When he had finished his prayer, he came to stand in front of me. I could see the whiskers at his throat like a field of razed wheat stubble. His smell rushed over me—that delicious peppery scent, tinged with incense—and I felt so tempted to cling to him, to nestle my face in his chest and feel him embrace me, that I had to step backward and fill my nostrils once more with the stale air of the church.
“I don’t know what God wants from me, Marie,” he said. His eyes darted from me to the wall to the door, as if he was afraid someone might be watching. “I pray to him but he doesn’t answer.”
“What do you want from him?” I asked.
He barked a wounded laugh. “What do I want from God? I want order. I want peace. I want him to communicate with me, to let me know that I’m doing his will, that I’m in the right. Not once in my life, not once has he deigned to grant me even a moment of his presence. Me, a priest! Not once, Marie.” He kicked one of the pews, causing it to scrape against the floor. “What have I done?” he yelled to the ceiling. “How have I offended you?”
His voice echoed against the sanctuary walls. In the silence that followed, he slid into the pew he had kicked, slumping against it. He continued, his voice quieter, resigned. “I entered the priesthood because I thought it would guarantee me a place in heaven. There would be rules to follow, a path to walk—and if I could only keep my feet on the path, I would come out all right. I have tried, Marie—God knows I have tried to honor him. There was a time when I thought I knew what he wanted. Church doctrine told me his mind. The words of the Bible informed me, indisputably, what he desired of me. The example of Jesus’ life …” He trailed off.
I slid into the pew behind him.
He began again. “But I have become infected by doubt. What do I know of God? I read the scriptures indifferently. I mouth the Mass. My heart and mind are elsewhere—on banalities, Marie. Not on God, not on God. More and more it’s the world of men I live in, Marie. I don’t know how to rise from it.”

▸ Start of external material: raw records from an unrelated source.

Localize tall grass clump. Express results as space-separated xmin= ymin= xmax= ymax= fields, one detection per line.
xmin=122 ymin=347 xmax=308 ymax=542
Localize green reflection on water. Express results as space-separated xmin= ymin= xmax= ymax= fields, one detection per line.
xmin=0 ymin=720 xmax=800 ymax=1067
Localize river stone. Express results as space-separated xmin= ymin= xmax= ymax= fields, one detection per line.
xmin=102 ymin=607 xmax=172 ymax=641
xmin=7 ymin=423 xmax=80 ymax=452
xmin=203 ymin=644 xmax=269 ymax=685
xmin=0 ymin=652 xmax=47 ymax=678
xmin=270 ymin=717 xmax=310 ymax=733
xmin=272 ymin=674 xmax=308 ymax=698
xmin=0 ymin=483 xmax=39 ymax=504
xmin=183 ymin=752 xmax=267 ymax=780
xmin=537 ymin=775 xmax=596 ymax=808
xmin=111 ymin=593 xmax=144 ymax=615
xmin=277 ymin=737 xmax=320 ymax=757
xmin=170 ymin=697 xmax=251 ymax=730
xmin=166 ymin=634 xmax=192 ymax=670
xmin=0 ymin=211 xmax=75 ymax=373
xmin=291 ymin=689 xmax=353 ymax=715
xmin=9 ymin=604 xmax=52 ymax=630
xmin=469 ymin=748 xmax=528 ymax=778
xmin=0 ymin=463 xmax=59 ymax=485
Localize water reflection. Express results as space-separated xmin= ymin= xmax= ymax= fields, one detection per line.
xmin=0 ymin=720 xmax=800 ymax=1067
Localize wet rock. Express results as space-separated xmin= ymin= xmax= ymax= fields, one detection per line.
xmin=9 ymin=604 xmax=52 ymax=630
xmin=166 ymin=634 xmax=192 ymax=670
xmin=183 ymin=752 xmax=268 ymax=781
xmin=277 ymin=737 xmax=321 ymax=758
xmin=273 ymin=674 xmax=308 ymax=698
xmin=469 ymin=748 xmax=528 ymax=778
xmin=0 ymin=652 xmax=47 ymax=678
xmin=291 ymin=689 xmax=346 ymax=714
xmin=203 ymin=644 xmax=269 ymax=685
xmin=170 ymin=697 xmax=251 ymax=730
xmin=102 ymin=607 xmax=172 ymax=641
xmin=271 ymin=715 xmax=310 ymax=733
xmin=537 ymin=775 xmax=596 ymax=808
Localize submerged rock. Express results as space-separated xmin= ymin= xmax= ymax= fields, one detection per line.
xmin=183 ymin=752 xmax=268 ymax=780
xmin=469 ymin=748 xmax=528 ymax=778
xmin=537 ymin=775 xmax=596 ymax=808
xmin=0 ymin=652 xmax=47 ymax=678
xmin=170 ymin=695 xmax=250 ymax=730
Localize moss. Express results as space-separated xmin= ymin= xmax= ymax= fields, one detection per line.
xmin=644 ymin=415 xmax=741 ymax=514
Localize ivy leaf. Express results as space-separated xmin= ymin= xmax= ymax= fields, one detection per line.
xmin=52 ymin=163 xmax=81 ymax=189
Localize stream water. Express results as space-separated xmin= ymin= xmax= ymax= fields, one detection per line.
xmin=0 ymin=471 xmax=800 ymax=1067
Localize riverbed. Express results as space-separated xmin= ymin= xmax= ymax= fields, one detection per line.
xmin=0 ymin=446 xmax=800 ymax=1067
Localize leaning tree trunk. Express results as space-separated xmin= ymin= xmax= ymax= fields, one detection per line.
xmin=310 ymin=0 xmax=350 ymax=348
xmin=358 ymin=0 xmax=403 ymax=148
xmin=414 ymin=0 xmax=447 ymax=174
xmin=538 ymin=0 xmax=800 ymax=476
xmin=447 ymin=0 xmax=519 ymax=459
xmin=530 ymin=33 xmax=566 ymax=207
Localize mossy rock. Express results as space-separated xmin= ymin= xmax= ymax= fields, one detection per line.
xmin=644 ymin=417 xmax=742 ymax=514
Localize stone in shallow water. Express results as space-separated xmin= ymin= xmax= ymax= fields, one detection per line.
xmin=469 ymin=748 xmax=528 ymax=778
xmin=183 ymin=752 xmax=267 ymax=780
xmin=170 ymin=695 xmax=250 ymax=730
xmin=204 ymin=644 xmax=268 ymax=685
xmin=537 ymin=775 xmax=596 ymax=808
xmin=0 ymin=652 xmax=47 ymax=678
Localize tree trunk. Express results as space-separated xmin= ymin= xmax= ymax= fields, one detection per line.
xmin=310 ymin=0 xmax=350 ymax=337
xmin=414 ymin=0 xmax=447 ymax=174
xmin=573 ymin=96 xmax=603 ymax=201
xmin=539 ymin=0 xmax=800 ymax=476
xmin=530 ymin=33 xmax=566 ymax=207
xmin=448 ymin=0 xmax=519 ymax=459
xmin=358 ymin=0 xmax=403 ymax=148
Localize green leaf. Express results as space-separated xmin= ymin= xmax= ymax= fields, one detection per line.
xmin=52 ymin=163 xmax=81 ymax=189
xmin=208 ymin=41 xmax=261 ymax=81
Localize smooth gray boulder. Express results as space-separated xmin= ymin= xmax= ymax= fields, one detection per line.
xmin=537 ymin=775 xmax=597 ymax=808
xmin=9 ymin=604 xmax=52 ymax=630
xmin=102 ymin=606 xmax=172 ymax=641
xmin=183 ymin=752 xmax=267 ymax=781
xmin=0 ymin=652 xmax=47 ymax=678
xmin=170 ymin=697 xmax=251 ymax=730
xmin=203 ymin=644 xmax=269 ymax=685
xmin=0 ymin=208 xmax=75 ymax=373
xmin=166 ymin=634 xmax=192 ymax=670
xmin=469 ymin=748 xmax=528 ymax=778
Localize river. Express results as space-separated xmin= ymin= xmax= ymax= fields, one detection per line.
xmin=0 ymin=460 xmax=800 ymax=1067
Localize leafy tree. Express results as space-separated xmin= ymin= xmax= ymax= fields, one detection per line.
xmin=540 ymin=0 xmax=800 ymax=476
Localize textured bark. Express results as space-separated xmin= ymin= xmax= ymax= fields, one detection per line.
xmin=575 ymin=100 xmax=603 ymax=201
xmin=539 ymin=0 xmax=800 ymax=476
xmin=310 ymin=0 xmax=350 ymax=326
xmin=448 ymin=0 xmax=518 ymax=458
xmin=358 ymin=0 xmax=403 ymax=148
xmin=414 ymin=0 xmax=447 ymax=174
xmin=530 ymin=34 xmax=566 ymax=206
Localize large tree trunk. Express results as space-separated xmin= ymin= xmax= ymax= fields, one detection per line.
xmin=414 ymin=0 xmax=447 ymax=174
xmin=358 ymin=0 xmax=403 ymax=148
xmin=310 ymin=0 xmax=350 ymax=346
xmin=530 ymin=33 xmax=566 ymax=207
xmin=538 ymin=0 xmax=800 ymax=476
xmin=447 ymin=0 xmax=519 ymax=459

He rested his head on the back of the pew, tipping his forehead toward me. If I had been more selfless, more ethical, I might have advised him to pray with renewed devotion, to seek counsel from the Holy Virgin Mother, to find inspiration in the saint he so loved, the Madeleine, whose passion for God had never abated, so it was said. I would have murmured some gentle words and then left him alone, to pray in peace. But I could not. His forehead—that formidable brow, so stitched with pain—rested inches from my lips. I laid my hand across it. I rubbed his temples, drawing the skin tight across his face; I dug my fingers into his thick hair and rubbed his scalp. He inhaled deeply. I leaned forward and kissed his forehead. He laced his hands behind my head and pressed me into him, then swiveled and faced me, his forehead pressed against mine. I closed my eyes. Our lips met, then lingered.
“Perhaps God intends for you to live in this world, mon amour,” I whispered finally, my cheek to his. “Perhaps it is through this world that God means for you to find him.”
He released me and I lifted my head, feeling disoriented, flushed with pleasure, ashamed. His eyes were still closed, his hands gripping the pew between us. He emanated such a brume of emotion that it seemed he was considering whether to assault or embrace me.
“I’m sorry,” I said. “I wanted to comfort you.”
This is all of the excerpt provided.